В стороне человек восемь драгун окружили Крючкова. Его хотели взять
живьем, но он, подняв на дыбы коня, вихляясь всем телом, отбивался шашкой
до тех пор, пока ее не выбили. Выхватив у ближнего немца пику, он
развернул ее, как на ученье.
Отхлынувшие немцы щепили ее палашами. Возле небольшого клина
суглинистой невеселой пахоты грудились, перекипали, колыхаясь в схватке,
как под ветром. Озверев от страха, казаки и немцы кололи и рубили по чем
попало: по спинам, по рукам, по лошадям и оружию... Обеспамятевшие от
смертного ужаса лошади налетали и бестолково сшибались. Овладев собой,
Иванков несколько раз пытался поразить наседавшего на него длиннолицего
белесого драгуна в голову, но шашка падала на стальные боковые пластинки
каски, соскальзывала.
Астахов прорвал кольцо и выскочил, истекая кровью. За ним погнался
немецкий офицер. Почти в упор убил его Астахов выстрелом, сорвав с плеча
винтовку. Это и послужило переломным моментом в схватке. Немцы, все
израненные нелепыми ударами, потеряв офицера, рассыпались, отошли. Их не
преследовали. По ним не стреляли вслед. Казаки поскакали напрямки к
местечку Пеликалие, к сотне; немцы, подняв упавшего с седла раненого
товарища, уходили к границе.
Отскакав с полверсты, Иванков зашатался.
- Я все... Я падаю! - Он остановил коня, но Астахов дернул поводья.
- Ходу!
Крючков размазывал по лицу кровь, щупал грудь. На гимнастерке рдяно
мокрели пятна.
От фольварка, где находился второй пост, разбились надвое.
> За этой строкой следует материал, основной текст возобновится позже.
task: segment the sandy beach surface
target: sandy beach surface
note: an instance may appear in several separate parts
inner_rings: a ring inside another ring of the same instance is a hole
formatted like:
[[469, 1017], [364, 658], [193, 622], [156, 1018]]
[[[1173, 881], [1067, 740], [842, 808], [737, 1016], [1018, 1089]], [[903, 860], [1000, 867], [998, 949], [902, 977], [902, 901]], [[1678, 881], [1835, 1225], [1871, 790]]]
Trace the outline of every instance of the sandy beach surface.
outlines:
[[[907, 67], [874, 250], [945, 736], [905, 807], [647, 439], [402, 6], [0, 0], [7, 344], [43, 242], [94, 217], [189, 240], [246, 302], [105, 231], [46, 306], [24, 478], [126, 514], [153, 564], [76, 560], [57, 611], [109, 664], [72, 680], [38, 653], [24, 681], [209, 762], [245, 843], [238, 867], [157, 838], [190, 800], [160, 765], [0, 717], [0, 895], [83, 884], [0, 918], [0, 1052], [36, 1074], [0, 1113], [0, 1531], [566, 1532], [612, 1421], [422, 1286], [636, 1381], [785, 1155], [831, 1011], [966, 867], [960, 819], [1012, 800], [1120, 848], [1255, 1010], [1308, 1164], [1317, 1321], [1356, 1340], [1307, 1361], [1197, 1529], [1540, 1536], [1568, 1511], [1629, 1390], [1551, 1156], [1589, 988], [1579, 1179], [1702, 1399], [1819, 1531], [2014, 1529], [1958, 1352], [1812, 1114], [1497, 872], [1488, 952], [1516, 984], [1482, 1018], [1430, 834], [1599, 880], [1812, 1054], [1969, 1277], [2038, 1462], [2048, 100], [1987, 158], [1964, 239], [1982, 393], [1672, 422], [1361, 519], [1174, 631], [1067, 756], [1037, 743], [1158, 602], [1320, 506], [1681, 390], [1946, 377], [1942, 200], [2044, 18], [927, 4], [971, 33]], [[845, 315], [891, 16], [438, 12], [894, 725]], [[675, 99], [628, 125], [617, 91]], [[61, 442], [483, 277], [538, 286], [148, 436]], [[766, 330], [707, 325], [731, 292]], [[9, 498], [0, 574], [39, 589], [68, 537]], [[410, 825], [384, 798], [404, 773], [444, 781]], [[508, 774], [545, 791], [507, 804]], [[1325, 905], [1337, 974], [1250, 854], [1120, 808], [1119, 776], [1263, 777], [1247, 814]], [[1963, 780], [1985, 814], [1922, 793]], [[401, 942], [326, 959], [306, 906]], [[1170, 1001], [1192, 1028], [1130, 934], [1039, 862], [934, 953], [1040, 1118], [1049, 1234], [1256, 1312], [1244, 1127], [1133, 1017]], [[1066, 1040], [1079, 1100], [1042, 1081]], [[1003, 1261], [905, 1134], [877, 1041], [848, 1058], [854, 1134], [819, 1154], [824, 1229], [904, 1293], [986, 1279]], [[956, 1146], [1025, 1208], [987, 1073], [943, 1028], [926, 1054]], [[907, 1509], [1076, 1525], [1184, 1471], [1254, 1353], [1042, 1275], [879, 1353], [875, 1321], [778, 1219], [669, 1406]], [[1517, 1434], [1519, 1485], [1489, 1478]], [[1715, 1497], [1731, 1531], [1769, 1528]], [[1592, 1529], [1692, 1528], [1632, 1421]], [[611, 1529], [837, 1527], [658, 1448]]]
- Направо ехать, - сказал Астахов, указывая на сказочно зеленевшее за
двором болото в ольшанике.
- Нет, налево! - упрямился Крючков.
Разъехались. Астахов с Иванковым приехали в местечко позже. У околицы
их ждали казаки своей сотни.
Иванков кинул поводья, прыгнул о седла и, закачавшись, упал. Из
закаменевшей руки его с трудом вынули шашку.
Спустя час почти вся сотня выехала на место, где был убит германский
офицер. Казаки сняли с него обувь, одежду и оружие, толпились,
рассматривая молодое, нахмуренное, уже пожелтевшее лицо убитого.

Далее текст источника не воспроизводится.